Help w/First Fundamental Theorem of Calculus

[Hurricane3]

For the first fundamental theorem of calculus, I don't quite understand it...

I think I got the integral part, but not the interval [a,x]...

can you guys help me? thx

 

[SiddharthM]

Well your question is very vague but I will try and address any misunderstanding you may have.

The first fundamental theorem of calculus says that given a real valued function defined on [a,b] and if we define a new function F (note that little f and big F are two different functions here) by

F(x)=integral (lower limit is a, upper limit is x) of f(x) dx

then F(x) is continuous on all x in the closed interval [a,b]. Furthermore, if the function f is continuous at a point u that is inside the closed interval [a,b] then F is differentiable at u and it's derivative is f(u).

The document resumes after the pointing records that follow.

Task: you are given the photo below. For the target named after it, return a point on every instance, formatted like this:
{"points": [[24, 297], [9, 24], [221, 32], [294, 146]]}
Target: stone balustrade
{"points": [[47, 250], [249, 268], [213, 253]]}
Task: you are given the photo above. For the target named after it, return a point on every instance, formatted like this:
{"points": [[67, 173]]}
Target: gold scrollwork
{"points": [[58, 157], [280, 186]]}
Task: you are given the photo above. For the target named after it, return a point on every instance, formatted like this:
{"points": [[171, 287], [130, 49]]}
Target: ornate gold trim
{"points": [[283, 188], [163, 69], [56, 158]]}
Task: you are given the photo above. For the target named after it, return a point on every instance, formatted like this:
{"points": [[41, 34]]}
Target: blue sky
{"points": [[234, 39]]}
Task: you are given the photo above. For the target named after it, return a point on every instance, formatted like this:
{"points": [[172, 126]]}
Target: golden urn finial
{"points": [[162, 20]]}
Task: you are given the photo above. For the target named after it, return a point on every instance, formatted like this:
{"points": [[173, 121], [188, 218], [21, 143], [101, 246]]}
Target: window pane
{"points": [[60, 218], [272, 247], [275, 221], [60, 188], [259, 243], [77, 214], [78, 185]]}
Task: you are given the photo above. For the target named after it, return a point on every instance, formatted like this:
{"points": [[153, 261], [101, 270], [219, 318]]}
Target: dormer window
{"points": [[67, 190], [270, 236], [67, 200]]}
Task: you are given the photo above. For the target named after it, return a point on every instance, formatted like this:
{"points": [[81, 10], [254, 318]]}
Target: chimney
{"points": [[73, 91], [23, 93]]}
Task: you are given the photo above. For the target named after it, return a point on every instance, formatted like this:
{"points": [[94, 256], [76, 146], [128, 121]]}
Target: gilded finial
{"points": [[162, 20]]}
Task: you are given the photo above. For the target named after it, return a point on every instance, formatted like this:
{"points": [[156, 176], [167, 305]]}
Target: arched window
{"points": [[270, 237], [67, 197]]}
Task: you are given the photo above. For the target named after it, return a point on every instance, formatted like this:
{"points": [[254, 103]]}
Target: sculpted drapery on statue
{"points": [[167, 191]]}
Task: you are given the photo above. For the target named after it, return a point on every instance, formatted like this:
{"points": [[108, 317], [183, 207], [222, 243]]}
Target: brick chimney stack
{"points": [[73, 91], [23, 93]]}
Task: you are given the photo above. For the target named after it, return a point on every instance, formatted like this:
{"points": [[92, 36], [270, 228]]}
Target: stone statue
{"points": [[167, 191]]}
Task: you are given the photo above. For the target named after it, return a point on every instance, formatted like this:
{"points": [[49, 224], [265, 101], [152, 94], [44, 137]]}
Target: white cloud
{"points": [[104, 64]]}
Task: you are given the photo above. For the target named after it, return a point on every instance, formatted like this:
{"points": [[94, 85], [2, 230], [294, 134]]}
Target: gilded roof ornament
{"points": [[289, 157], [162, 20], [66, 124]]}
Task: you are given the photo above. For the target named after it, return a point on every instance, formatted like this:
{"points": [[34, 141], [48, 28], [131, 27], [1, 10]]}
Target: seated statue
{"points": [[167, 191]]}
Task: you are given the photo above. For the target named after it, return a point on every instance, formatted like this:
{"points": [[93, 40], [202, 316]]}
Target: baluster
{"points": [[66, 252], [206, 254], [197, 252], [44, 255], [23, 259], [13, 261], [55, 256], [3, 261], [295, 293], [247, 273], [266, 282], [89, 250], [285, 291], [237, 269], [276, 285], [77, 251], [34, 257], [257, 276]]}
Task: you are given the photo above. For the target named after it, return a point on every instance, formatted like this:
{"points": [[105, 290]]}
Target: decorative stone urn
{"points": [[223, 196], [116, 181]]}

the first part of the theorem says that if you change the upper limit of integration a LITTLE bit then the change in integrals is also LITTLE. The second part is just saying that if f is continuous at a point then F is SMOOTH (ie differentiable) at that point and that the derivative operation and integral undo one another.

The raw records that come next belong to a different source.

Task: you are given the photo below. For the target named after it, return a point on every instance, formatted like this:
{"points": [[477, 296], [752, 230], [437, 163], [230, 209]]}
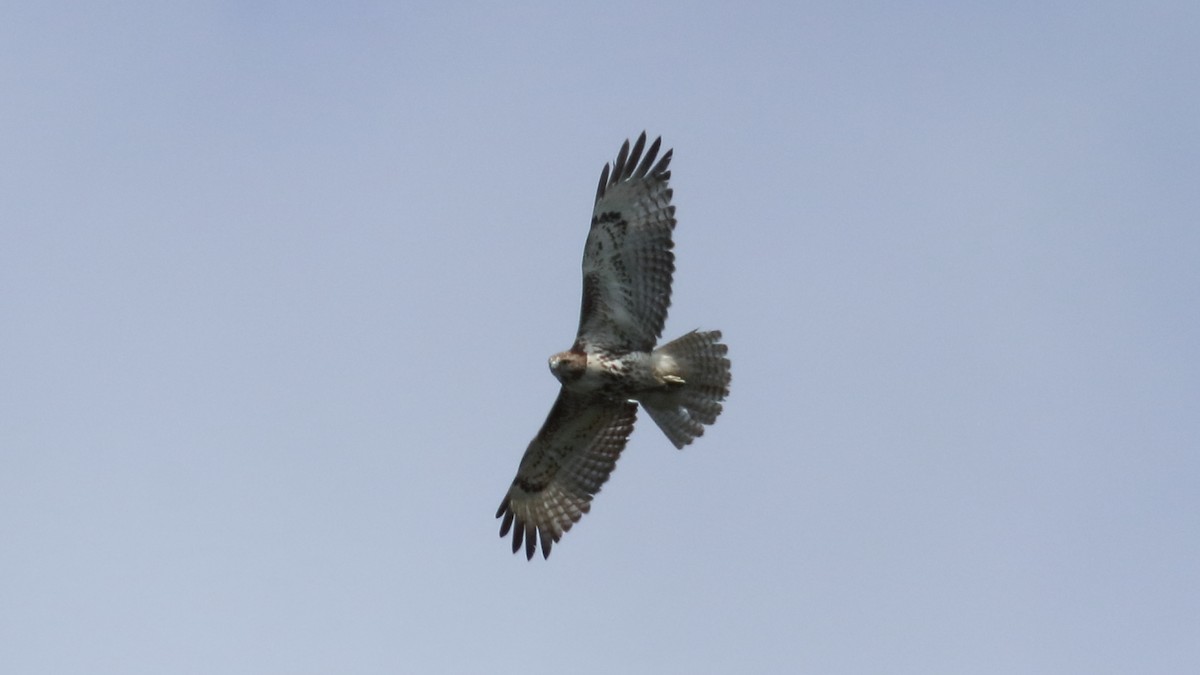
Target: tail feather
{"points": [[697, 375]]}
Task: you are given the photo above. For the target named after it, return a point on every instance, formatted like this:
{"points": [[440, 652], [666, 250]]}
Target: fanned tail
{"points": [[697, 375]]}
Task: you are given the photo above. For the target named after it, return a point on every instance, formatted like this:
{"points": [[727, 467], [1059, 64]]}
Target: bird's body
{"points": [[613, 364]]}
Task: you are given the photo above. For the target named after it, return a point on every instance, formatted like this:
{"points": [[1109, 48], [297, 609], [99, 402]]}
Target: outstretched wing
{"points": [[564, 467], [628, 260]]}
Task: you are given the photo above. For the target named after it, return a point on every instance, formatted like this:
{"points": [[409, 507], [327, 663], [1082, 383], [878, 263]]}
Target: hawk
{"points": [[613, 364]]}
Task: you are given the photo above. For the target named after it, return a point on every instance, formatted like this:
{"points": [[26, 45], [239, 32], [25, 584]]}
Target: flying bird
{"points": [[613, 364]]}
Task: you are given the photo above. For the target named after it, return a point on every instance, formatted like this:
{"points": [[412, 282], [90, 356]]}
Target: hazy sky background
{"points": [[279, 281]]}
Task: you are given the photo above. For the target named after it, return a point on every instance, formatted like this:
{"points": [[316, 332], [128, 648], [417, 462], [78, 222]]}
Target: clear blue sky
{"points": [[279, 281]]}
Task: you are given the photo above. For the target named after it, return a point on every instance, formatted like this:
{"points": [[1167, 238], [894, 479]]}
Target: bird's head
{"points": [[568, 366]]}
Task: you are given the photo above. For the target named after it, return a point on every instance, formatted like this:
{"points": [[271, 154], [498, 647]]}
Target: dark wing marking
{"points": [[628, 260], [564, 467]]}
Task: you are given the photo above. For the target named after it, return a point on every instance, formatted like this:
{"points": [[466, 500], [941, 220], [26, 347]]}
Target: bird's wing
{"points": [[628, 261], [564, 467]]}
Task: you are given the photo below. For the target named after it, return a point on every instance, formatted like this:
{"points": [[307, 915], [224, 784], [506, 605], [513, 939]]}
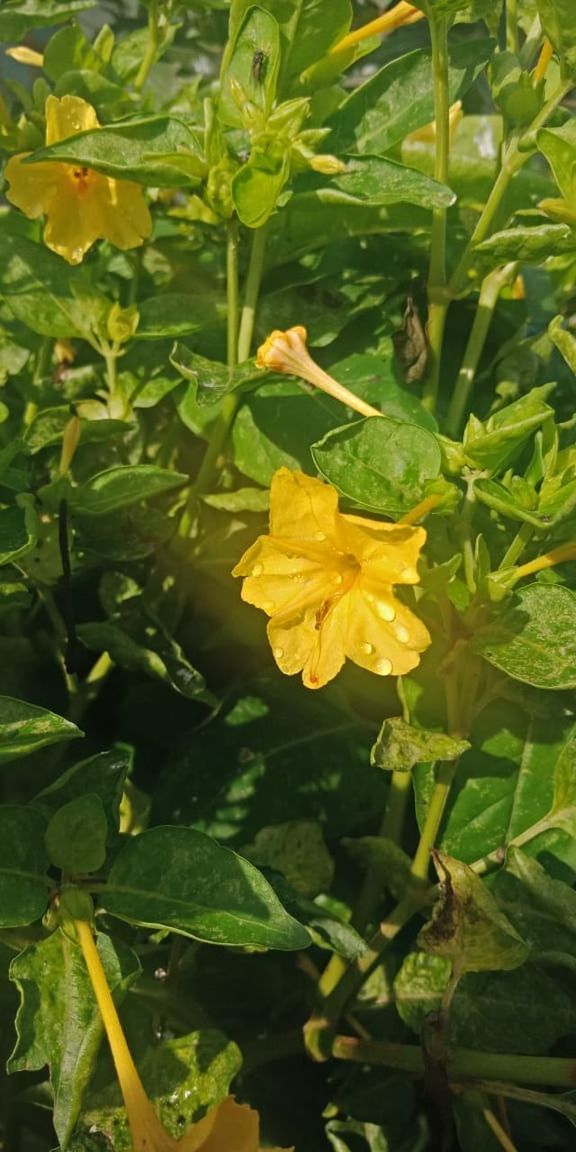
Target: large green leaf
{"points": [[103, 775], [400, 98], [122, 486], [153, 150], [17, 16], [379, 463], [374, 180], [44, 292], [184, 1077], [518, 775], [23, 864], [52, 977], [25, 727], [181, 879], [535, 639], [250, 67]]}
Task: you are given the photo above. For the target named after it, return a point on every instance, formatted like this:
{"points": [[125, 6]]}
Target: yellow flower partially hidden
{"points": [[229, 1127], [81, 205], [326, 581]]}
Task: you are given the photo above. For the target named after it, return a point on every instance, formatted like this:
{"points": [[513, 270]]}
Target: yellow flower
{"points": [[395, 17], [81, 205], [286, 351], [326, 581]]}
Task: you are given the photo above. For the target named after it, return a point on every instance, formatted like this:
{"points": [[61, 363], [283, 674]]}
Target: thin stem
{"points": [[512, 25], [232, 290], [145, 1128], [513, 161], [490, 293], [437, 272], [463, 1063], [150, 54], [251, 293]]}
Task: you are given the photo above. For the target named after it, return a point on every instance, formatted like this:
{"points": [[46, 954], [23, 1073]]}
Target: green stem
{"points": [[490, 293], [512, 163], [437, 272], [523, 537], [463, 1063], [232, 290], [150, 54], [251, 293]]}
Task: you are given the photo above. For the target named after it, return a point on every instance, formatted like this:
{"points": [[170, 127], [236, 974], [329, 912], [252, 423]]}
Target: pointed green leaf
{"points": [[180, 879], [119, 487], [400, 745], [533, 639], [52, 977], [25, 727], [152, 150], [76, 835], [380, 463], [23, 863]]}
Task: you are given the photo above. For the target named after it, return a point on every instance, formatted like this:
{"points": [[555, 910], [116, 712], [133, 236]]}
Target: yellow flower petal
{"points": [[327, 585], [68, 116], [81, 205]]}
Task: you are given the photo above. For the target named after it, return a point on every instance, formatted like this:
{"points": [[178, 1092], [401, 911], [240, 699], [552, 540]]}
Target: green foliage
{"points": [[292, 182]]}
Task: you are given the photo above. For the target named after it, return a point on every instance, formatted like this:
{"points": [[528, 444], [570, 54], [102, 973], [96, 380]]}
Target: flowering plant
{"points": [[288, 542]]}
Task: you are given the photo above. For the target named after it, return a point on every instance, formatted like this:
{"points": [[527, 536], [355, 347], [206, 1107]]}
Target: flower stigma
{"points": [[326, 581]]}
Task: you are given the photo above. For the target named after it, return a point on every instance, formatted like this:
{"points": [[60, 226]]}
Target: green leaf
{"points": [[183, 1077], [51, 976], [558, 19], [182, 880], [25, 727], [400, 745], [143, 645], [211, 379], [494, 442], [17, 16], [122, 486], [44, 293], [379, 463], [250, 67], [376, 180], [535, 641], [174, 315], [467, 925], [559, 146], [19, 532], [152, 150], [400, 98], [529, 244], [23, 865], [103, 775], [76, 835]]}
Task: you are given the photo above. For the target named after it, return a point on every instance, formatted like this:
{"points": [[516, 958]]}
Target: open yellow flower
{"points": [[326, 581], [81, 205]]}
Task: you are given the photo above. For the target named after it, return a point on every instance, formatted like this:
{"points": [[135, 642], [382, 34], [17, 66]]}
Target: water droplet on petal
{"points": [[385, 611]]}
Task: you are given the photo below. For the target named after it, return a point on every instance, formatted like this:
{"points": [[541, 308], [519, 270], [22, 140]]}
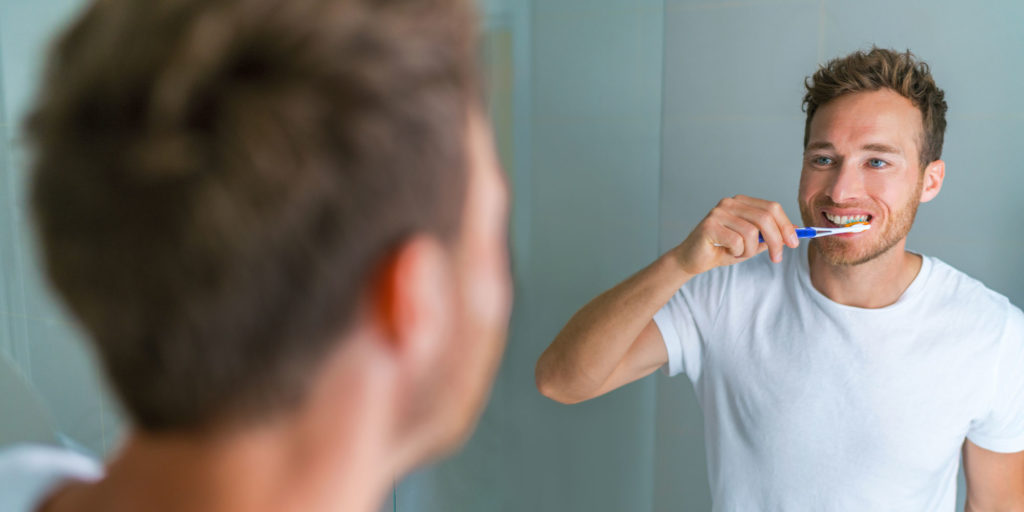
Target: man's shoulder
{"points": [[29, 473], [954, 294], [948, 282]]}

[a,x] is a subset of [a,b]. It is a fact that if f is integrable on [a,b] and x is a point in the interval [a,b] then f is integrable on [a,x].

hope this helps.

 

[Hurricane3]

ah i still dun understand...

can we work on an example from the textbook?
The example is:
Find the derivative of
\intcost dt from 0 to \sqrt{x}
by

a. evaluating the integral and differentiating the result
b. by differentiating the integral directly

for part a.
The integral of cos(t) is sin(t). Thus the integral from 0 to \sqrt{x} is
sin\sqrt{x} - sin(0)
= sin\sqrt{x}
Differentiating that, I get \frac{cos\sqrt{x}}{2\sqrt{x}}

I guess my problem is differentiating an integral directly...

What would happen if its from sin(x) to x? or from 5 to x?